Pro-tip number 1: make sure you’re solving the right problem. There’s no guarantee the PDF is the culprit, so before digging in that grave, I should check the generation upstream. Is the source material actually unchanging?
>>> make clean && make document.tex && cp document.tex orig.tex
>>> make clean && make document.tex && cp document.tex next.tex
>>> diff orig.txt next.txt
(nothing)
As I hoped: no output, so the generated TEX is the same. A good start.
Next, let’s figure out how different these files actually are, starting with my favourite hash function: file size.
>>> make clean && make && mv document.pdf orig.pdf
>>> make clean && make && mv document.pdf next.pdf
>>> ls -la *.pdf
-rw-r--r-- 1 hackalog staff 6709688 19 Jul 15:35 next.pdf
-rw-r--r-- 1 hackalog staff 6709688 19 Jul 15:34 orig.pdf
Since the upstream contents are the same, and the resulting PDFs are the same size, I’m going to assume the bulk of the files are identical and look for some kind of metadata difference.
The Fix
Lo and behold, it’s metadata. Google and Stackoverflow confirm that these three fields are to blame:
/CreationDate
/ModDate
/ID
By reading the article, it seems that two of these are easy to fix, by hard-coding something reasonable into a SOURCE_DATE_EPOCH
environment variable before running pandoc
. (like the suggested output of date +%s
). I can generate a fixed date, set the variable, and give it a try.

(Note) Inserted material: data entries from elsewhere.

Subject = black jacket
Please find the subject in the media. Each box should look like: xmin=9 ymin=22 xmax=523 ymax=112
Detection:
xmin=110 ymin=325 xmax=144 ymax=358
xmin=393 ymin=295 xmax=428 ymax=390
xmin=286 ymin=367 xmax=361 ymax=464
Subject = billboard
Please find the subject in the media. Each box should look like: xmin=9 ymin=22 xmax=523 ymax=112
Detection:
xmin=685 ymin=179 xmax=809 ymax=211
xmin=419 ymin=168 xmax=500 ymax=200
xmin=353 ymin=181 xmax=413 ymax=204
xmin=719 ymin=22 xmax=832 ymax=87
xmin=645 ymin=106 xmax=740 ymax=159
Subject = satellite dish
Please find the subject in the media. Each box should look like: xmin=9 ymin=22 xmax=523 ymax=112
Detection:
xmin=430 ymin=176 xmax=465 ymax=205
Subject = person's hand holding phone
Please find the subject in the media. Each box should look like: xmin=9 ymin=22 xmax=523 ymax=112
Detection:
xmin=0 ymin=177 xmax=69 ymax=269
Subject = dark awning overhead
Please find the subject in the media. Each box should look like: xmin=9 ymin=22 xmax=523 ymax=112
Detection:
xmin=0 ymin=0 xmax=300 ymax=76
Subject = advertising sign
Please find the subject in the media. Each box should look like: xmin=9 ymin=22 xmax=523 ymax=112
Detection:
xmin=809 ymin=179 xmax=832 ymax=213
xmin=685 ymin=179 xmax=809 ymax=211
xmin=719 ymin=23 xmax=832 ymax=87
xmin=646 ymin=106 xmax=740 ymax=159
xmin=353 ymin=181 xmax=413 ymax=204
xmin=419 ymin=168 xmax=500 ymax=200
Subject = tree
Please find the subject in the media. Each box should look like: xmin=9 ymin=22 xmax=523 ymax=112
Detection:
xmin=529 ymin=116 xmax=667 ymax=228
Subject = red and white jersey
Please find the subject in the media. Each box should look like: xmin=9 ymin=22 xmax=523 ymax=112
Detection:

Sure enough, according to exiftool, the creation and modification dates now match. Unfortunately, the hashes still don’t match.
What about that third one? ID? Annoyingly, exiftool doesn’t let me view the ID
field directly. Time to get dirty. (I’m actually impressed I made it this far without a hex dump).
>>> diff <(xxd document-1.pdf) <(xxd document.pdf)
418936,418940c418936,418940
< 00664770: 662f 4944 5b3c 3935 3361 3763 3266 6531 f/ID[<953a7c2fe1
< 00664780: 3363 3431 3139 3231 6236 3265 6635 3065 3c411921b62ef50e
< 00664790: 3962 6334 3134 3e3c 3935 3361 3763 3266 9bc414><953a7c2f
< 006647a0: 6531 3363 3431 3139 3231 6236 3265 6635 e13c411921b62ef5
< 006647b0: 3065 3962 6334 3134 3e5d 2f52 6f6f 740a 0e9bc414>]/Root.
---
> 00664770: 662f 4944 5b3c 6130 6665 6131 3762 3361 f/ID[<a0fea17b3a
> 00664780: 3039 3436 3330 6561 3536 6364 3366 6539 094630ea56cd3fe9
> 00664790: 6363 3734 3434 3e3c 6130 6665 6131 3762 cc7444><a0fea17b
> 006647a0: 3361 3039 3436 3330 6561 3536 6364 3366 3a094630ea56cd3f
> 006647b0: 6539 6363 3734 3434 3e5d 2f52 6f6f 740a e9cc7444>]/Root.
There it is, and sure enough, the ID changes every time. According to the aforelinked stackoverflow article, there is a solution, but it depends on which PDF backend is compiling the actual compiling for pandoc. I suppose I can patch the eisvogel.tex template I’m using to generate the book, and add a blurb the TeX header. Technically, I only use Xetex, but so I don’t have to look it up again, I’ll put it all in and cross my fingers if I ever need a different backend:
\ifnum 0\ifxetex 1\fi\ifluatex 1\fi=0 % if pdftexe
\pdfinfoomitdate=1
\pdftrailerid{}
\else % if not pdftex
\ifxetex
\special{pdf:trailerid [
<00112233445566778899aabbccddeeff>
<00112233445566778899aabbccddeeff>
]}
\fi
\ifluatex
\pdfvariable suppressoptionalinfo \numexpr32+64+512\relax
\fi
\fi
The Result
A few fistfuls of hair, a few hours, a hex dump, and much googling later, and…
>>> make `clean` && make && mv `document.pdf orig.pdf`
>>> make `clean` && make && mv `document.pdf next.pdf`
>>> `md5 *.pdf MD5`
(`next.pdf`) = `c3bf99530a35eab6f9adafb08c24acbd MD5`
(`orig.pdf`) = `c3bf99530a35eab6f9adafb08c24acbd`
At last my PDF generation is reproducible. That wasn’t so hard, was it?